The NBA is addressing the growing problem of teams intentionally losing games to improve draft position. Commissioner Adam Silver says the league is examining new measures to prevent this practice, which has become more prevalent this season.

Several compelling matchups are scheduled for Wednesday across the NBA.
The Hawks will travel to face Detroit, putting a surging Atlanta squad against a Pistons team working to secure the top spot in the Eastern Conference. Boston will host Oklahoma City in a clash between the league’s two most recent title winners. Minnesota and Houston will square off in a contest that could significantly impact playoff positioning in the West.
Meanwhile, Washington will face Utah, matching a team currently enduring a 16-game losing streak against a franchise that would clearly benefit from securing one of the league’s five worst records this season.
League officials are once again addressing the persistent issue of deliberate losing during this week’s board of governors gathering in New York. The NBA has modified its draft lottery system multiple times in recent years, and more substantial reforms appear imminent. While final decisions may not emerge this week, changes are definitely coming.
“Are we seeing behavior that is worse this year than we’ve seen in recent memory? Yes, is my view,” NBA Commissioner Adam Silver stated last month, emphasizing that the league is “going to be looking more closely at the totality of all the circumstances this season in terms of teams’ behavior, and very intentionally wanted teams to be on notice.”
Silver is scheduled to address media members on Wednesday, with expansion plans expected to dominate headlines as league governors prepare to vote on advancing toward adding new franchises in Las Vegas and Seattle.
However, after expansion discussions conclude, the topic of intentional losing will resurface once more.

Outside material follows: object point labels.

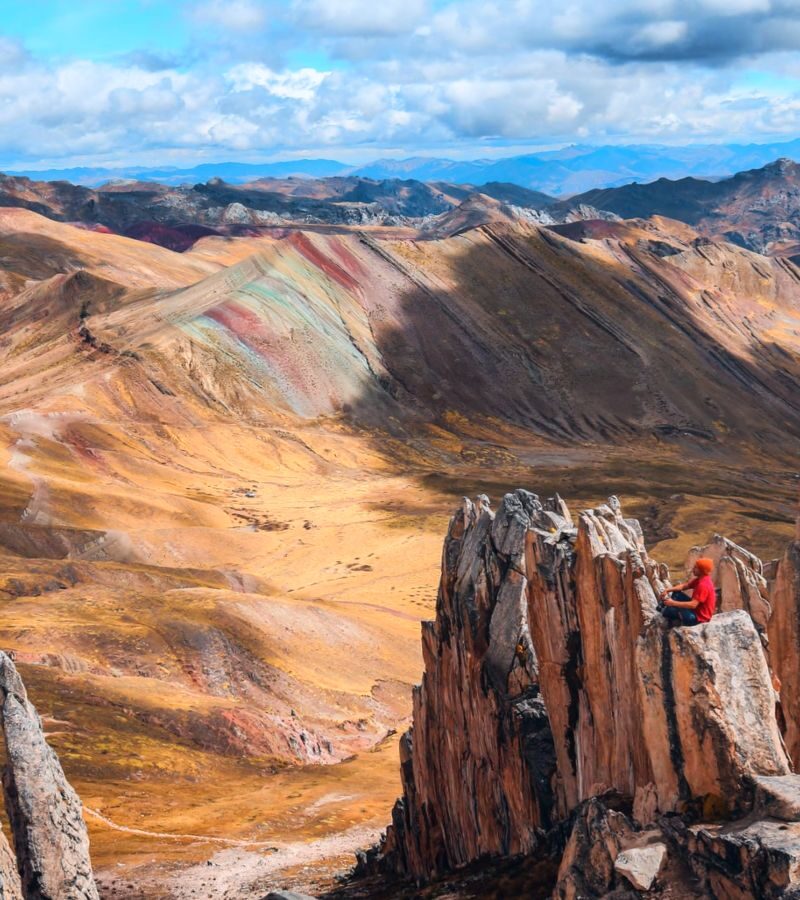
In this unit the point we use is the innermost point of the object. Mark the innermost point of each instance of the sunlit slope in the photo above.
(634, 333)
(222, 491)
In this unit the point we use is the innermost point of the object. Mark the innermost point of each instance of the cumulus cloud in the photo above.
(415, 74)
(238, 15)
(360, 17)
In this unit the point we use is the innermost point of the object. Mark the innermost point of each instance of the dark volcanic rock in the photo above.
(50, 839)
(556, 699)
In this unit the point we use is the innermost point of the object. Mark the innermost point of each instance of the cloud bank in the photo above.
(331, 77)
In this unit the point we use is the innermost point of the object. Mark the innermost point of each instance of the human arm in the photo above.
(678, 587)
(682, 604)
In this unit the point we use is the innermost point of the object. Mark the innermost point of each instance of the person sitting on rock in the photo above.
(700, 607)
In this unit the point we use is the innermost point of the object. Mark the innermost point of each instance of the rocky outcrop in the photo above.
(552, 683)
(483, 783)
(50, 838)
(10, 887)
(784, 640)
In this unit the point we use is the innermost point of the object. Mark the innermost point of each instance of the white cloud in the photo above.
(360, 17)
(237, 15)
(399, 74)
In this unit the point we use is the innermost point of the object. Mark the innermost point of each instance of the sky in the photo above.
(178, 82)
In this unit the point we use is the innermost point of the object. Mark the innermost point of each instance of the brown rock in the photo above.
(708, 712)
(739, 577)
(50, 838)
(784, 640)
(477, 766)
(595, 843)
(551, 678)
(742, 861)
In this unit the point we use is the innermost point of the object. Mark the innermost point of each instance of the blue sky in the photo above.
(121, 82)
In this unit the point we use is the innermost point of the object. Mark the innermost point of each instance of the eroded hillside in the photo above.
(225, 473)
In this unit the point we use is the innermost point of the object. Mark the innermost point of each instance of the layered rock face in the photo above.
(50, 839)
(551, 680)
(784, 639)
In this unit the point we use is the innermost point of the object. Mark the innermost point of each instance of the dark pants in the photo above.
(676, 614)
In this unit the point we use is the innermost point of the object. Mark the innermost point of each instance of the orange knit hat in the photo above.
(705, 565)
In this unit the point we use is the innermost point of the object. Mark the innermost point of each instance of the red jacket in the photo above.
(705, 593)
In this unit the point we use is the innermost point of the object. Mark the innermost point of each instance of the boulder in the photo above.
(778, 797)
(739, 577)
(596, 841)
(287, 895)
(641, 865)
(478, 765)
(708, 712)
(751, 859)
(784, 641)
(10, 887)
(552, 679)
(50, 838)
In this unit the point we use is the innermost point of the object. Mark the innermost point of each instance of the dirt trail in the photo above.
(167, 836)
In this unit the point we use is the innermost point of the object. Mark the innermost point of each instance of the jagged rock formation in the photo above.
(50, 839)
(10, 887)
(784, 639)
(553, 684)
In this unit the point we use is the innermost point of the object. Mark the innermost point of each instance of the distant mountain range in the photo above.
(564, 172)
(758, 209)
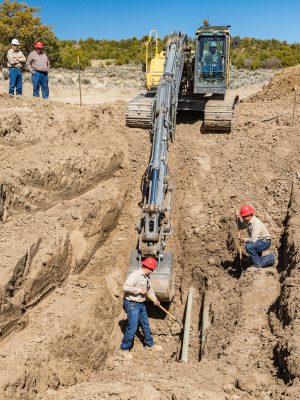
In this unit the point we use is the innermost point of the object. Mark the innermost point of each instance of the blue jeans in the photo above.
(255, 252)
(40, 80)
(15, 81)
(137, 315)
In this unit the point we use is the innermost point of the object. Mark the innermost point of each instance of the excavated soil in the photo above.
(69, 194)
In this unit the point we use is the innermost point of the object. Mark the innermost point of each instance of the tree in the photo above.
(20, 21)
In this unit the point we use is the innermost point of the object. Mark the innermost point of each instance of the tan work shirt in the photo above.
(38, 62)
(15, 58)
(257, 230)
(138, 280)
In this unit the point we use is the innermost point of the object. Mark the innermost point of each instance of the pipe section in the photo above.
(187, 327)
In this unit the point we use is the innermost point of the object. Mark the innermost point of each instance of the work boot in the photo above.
(125, 354)
(254, 269)
(155, 347)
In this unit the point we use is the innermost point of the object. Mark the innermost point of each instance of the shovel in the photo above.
(240, 246)
(167, 312)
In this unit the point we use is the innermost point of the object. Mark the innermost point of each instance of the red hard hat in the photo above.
(39, 45)
(246, 210)
(149, 262)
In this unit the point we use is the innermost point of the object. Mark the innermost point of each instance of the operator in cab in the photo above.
(212, 61)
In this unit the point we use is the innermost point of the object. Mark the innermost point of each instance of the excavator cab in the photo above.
(212, 60)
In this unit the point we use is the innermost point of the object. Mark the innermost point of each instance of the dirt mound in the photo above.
(282, 84)
(70, 187)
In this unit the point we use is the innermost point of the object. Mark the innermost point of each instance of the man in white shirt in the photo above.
(136, 288)
(259, 238)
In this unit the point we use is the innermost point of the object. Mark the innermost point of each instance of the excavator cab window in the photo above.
(211, 59)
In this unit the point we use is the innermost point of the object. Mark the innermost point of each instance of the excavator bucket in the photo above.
(162, 279)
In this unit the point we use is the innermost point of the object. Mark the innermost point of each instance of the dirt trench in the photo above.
(66, 341)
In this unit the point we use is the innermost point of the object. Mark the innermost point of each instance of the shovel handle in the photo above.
(166, 311)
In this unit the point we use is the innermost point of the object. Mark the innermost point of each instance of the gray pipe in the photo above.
(205, 324)
(187, 327)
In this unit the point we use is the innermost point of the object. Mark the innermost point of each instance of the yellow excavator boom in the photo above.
(154, 69)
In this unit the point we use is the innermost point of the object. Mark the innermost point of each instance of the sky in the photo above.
(122, 19)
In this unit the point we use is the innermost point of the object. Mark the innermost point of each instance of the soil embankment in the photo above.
(69, 194)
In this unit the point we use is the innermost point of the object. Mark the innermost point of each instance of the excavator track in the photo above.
(219, 113)
(139, 111)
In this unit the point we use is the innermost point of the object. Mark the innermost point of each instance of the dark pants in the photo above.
(15, 81)
(40, 80)
(137, 315)
(255, 252)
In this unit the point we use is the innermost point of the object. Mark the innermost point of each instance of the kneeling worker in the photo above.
(259, 238)
(136, 288)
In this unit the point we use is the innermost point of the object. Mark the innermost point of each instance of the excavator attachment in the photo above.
(162, 279)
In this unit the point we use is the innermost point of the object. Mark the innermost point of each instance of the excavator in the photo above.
(177, 79)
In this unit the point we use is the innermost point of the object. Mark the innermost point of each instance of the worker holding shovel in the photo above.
(259, 238)
(136, 289)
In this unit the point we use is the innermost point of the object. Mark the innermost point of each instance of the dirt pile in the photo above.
(69, 203)
(282, 84)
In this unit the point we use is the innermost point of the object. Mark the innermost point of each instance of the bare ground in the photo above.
(69, 190)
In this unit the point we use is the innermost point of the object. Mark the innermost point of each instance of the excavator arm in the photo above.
(155, 222)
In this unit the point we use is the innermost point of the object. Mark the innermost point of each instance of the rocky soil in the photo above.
(69, 194)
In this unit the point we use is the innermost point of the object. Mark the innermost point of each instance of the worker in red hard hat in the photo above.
(136, 288)
(38, 64)
(259, 238)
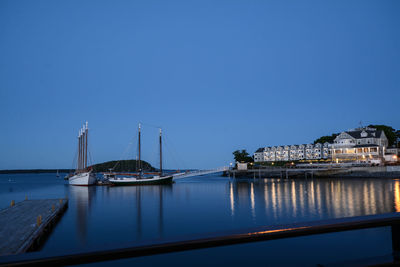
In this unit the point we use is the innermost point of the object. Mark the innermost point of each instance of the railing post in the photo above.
(396, 241)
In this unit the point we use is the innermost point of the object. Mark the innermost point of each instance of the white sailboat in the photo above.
(157, 179)
(83, 175)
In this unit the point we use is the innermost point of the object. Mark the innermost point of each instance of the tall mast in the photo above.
(83, 147)
(140, 164)
(79, 150)
(160, 154)
(86, 133)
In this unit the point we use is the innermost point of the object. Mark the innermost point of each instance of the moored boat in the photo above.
(139, 180)
(83, 175)
(142, 181)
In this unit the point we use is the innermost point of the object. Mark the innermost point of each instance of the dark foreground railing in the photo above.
(221, 239)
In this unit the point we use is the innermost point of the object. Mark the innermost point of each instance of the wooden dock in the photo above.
(25, 225)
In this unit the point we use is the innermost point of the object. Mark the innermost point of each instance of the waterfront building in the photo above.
(301, 152)
(259, 155)
(293, 153)
(326, 151)
(361, 144)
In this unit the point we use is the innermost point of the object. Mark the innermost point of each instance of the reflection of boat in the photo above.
(139, 180)
(83, 175)
(81, 199)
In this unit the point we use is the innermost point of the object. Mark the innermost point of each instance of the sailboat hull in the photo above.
(143, 181)
(83, 179)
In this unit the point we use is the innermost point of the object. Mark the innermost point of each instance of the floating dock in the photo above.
(25, 225)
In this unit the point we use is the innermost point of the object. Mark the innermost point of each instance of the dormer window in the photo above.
(364, 134)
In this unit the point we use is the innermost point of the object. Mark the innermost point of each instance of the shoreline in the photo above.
(350, 172)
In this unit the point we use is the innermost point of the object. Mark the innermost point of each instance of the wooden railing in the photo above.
(221, 239)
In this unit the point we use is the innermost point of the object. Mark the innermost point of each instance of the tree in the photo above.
(391, 134)
(326, 138)
(242, 156)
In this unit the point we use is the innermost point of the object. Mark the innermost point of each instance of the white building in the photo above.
(362, 144)
(292, 152)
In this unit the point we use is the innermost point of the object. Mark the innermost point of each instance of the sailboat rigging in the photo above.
(140, 179)
(83, 175)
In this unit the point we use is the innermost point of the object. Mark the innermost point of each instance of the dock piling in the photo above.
(39, 220)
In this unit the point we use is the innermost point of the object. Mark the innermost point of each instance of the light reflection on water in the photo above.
(105, 217)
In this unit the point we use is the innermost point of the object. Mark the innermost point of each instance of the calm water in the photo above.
(102, 217)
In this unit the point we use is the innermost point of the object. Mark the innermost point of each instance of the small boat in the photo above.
(140, 180)
(83, 175)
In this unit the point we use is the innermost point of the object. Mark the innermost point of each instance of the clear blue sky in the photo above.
(216, 75)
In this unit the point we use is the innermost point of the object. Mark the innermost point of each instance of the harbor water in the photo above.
(103, 217)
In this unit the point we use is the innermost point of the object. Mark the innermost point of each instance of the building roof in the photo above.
(370, 134)
(367, 145)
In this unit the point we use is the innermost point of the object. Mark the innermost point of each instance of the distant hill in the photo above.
(122, 166)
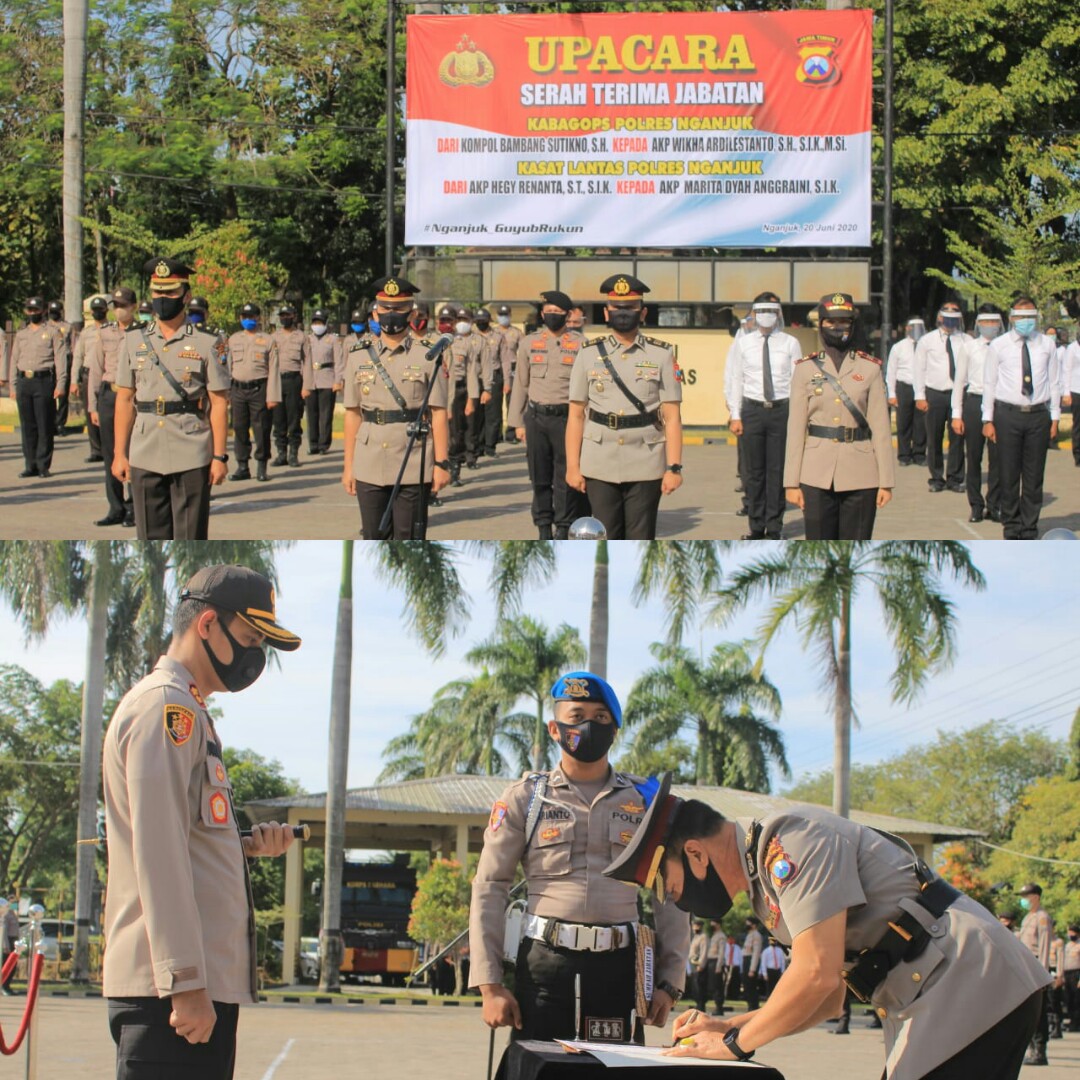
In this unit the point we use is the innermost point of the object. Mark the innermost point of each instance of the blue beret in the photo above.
(585, 686)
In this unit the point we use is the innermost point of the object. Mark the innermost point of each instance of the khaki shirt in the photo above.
(324, 367)
(379, 448)
(180, 441)
(292, 346)
(649, 370)
(824, 462)
(103, 358)
(542, 375)
(253, 355)
(38, 348)
(564, 864)
(177, 908)
(972, 973)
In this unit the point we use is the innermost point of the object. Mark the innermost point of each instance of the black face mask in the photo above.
(706, 899)
(835, 338)
(624, 320)
(246, 665)
(588, 741)
(167, 308)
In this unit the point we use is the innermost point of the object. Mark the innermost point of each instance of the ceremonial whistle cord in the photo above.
(31, 996)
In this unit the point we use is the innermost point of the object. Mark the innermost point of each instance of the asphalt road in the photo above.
(309, 502)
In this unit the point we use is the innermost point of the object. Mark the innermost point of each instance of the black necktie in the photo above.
(767, 370)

This season has featured three separate 16-game losing streaks. Washington is currently experiencing one, Indiana recently ended such a stretch with a dramatic victory in Orlando on Monday night despite being a Finals team last year before Tyrese Haliburton’s Achilles injury in Game 7, and Sacramento endured a winless 16-game span during January and February.
“We’ve got to get some wins, man. We’ve got to keep building as a team,” Indiana forward Pascal Siakam expressed during his televised court-side interview following the Orlando victory. “It’s been tough. It’s been a tough year for us, man. It shows your character. It tests you. But that’s life.”
Deliberate losing has dominated conversations throughout the season. Brooklyn owner Joe Tsai acknowledged in the fall that the Nets are in rebuilding mode, highlighting that despite having five first-round selections in last year’s draft, they possess only one this year.
“We hope to get a good pick,” Tsai revealed at the All-In Summit. “So, you can predict what kind of strategy we will use for this season.”
The Nets entered Tuesday with a 17-55 record, ranking as the league’s third-worst team. Under current lottery rules, this position would guarantee Brooklyn the maximum 14% odds of securing the top draft selection.
Utah received a $500,000 penalty last month for failing to utilize its top players during fourth quarters, including one game the Jazz actually won against Miami. Washington’s ongoing 16-game slide represents the franchise’s fourth such streak in slightly over two years, a level of consistent failure matched just once previously in league history. Notably, in Washington’s three other 16-game losing streaks since 2023-24, the team won the 17th game.
Finishing among the league’s bottom five teams would provide Utah with a 99.4% probability of earning a top-eight draft pick; otherwise, that selection would transfer to Oklahoma City.
Jazz owner Ryan Smith responded to the $500,000 fine through social media, writing in part “agree to disagree … Also, we won the game in Miami and got fined? That makes sense.”
“Agree to disagree” could serve as the unofficial slogan for intentional losing. The practice continues regardless of opinions about it.
Pinpointing exactly when deliberate losing began remains impossible, though it dates back at least to 1982 when an owner publicly declared that finishing last would be beneficial.
That owner was Donald Sterling, who led the then-San Diego Clippers and quickly received a $10,000 fine for his recorded comments. Sterling was expelled from the league in 2014 and forced to sell the Clippers after making racist remarks.
Sterling’s 1982 tanking target was Ralph Sampson, Virginia’s dominant center. Sampson ultimately remained in college another year, partly because the draft entry deadline preceded the coin flip determining whether the Clippers or Lakers would receive the first pick. Sampson refused to risk joining the Clippers; ironically, the Lakers won the coin toss regardless.
The strategy failed then and doesn’t guarantee success now. Yet more than forty years later, the issue persists.